Step 1: Boot on your Ubuntu 8.04 CD

Since the disk that crashed contained the system, my computer was not even able to boot. A first step for me was to boot on the Ubuntu CDrom without installing Ubuntu again. After booting I was able to check my other disks, look at the kernel logs to realize that the disk was really completely dead without any hope to recover anything. By looking at my second hard disk, I was able to evaluate what was lost and needed to be recovered. If you have no other disk, you have to setup a new disk to proceed. Booting on the CD also helped me discover some room on my second disk where I would install a new system.

Step 2: Install the system

If the system has gone, you may have to re-install it from scratch.

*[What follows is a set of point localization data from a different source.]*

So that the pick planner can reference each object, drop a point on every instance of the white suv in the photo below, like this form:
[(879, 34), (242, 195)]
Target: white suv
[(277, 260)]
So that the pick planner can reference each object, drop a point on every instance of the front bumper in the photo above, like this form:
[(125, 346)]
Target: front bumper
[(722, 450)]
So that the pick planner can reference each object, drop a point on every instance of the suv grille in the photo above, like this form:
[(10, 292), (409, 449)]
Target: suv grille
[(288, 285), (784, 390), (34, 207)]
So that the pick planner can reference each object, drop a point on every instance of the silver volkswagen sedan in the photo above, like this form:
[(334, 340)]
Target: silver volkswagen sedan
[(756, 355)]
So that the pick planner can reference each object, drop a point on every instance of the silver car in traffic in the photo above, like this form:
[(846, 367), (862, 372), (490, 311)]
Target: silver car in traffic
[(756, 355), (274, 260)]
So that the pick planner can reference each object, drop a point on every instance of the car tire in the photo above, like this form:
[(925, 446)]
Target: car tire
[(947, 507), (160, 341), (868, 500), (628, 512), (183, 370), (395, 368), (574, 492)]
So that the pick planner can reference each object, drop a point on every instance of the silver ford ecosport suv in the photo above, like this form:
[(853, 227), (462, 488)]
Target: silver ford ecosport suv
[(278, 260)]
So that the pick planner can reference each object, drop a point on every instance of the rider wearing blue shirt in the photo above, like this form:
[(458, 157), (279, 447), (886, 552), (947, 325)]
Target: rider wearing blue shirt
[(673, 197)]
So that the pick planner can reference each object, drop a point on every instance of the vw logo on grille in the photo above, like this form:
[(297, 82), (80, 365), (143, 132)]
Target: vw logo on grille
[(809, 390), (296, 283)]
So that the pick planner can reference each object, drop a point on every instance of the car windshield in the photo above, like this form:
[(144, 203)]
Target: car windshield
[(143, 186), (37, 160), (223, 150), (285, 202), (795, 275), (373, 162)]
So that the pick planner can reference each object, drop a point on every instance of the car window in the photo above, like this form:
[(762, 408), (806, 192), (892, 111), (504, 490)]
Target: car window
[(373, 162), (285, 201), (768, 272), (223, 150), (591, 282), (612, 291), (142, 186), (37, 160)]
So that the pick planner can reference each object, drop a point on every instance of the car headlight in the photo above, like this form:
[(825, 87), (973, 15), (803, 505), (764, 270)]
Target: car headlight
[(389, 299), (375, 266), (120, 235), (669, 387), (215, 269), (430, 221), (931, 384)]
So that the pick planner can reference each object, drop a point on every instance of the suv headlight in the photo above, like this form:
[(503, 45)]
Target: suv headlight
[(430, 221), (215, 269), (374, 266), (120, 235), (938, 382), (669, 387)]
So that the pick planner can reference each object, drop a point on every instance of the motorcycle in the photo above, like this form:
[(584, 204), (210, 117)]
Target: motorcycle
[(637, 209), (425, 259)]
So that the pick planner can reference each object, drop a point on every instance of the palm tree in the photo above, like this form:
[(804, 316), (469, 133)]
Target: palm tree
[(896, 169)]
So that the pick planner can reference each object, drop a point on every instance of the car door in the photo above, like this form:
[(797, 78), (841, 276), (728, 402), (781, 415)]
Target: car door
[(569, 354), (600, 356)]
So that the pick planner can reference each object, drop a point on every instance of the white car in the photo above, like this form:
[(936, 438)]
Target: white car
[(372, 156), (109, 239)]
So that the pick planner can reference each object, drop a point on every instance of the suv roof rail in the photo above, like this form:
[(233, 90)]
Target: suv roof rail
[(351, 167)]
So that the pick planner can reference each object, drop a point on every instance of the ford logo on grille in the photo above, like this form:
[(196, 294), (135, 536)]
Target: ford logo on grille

This is what I had to do. Having found an old debian partition on my second hard disk, I decided to install Ubuntu 8.0.4 Desktop on it. After 15 minutes, my computer was working again, running Ubuntu 8.0.4 as before. Still, my data were lost.

Step 3: Restore with bacula

Bacula is a great network backup solution that I put in place 2 years ago. Every night my bacula server is creating an incremental, differential or full backup of my computer (zebulon). It is the first time thought that I had to recover a full content. For the recovery, you have to use the Bacula Console and use the restore command.

ciceron $ bconsole

Every action made in bacula creates a job that is recorded in the database. The first thing is to identify those jobs that did the full, differential and incremental backups.

* __list jobs__
 | JobId | Name      | StartTime           | Type | Level | JobFiles  | JobBytes       | JobStatus |
 |   877 | Zebulon   | 2007-12-02 02:22:27 | B    | F     | 1,245,258 | 31,026,036,274 | T         |
 | 1,067 | Zebulon   | 2008-02-03 00:52:18 | B    | F     |         0 |              0 | f         |
 | 1,319 | Zebulon   | 2008-04-26 22:28:29 | B    | D     |   207,801 |  6,048,511,830 | T         |
 | 1,328 | Zebulon   | 2008-04-29 22:17:04 | B    | I     |         0 |              0 | E         |
 | 1,331 | Zebulon   | 2008-04-30 22:17:04 | B    | I     |     1,025 |    761,323,545 | T         |
 | 1,511 | Zebulon   | 2008-06-29 22:47:57 | B    | I     |    77,997 |  9,050,108,256 | T         |
 | 1,514 | Zebulon   | 2008-06-30 22:16:40 | B    | I     |       968 |    613,957,318 | T         |
 | 1,517 | Zebulon   | 2008-07-01 22:16:38 | B    | I     |    16,710 |    866,232,575 | T         |
 | 1,520 | Zebulon   | 2008-07-02 22:17:00 | B    | I     |    11,530 |    887,021,057 | T         |

In result above is just an extract of the list command. Job 877 is a full backup (level F) and I had no other recent full backups than this one. It must be restored first. Since bacula has pruned the files, it has lost all the information about its contain (my backup could have been improved). Anyway, it is possible to restore completely this full backup. Jobs 1067 and 1328 cannot be used because they were in errors (I had many of them because the computer is off when the daily backup is started or for some other reasons). This is not a problem, bacula just ignores those jobs for the restore. To restore the full backup use the restore command:

  * __restore__
 
  First you select one or more JobIds that contain files
  to be restored. You will be presented several methods
  of specifying the JobIds. Then you will be allowed to
  select which files from those JobIds are to be restored.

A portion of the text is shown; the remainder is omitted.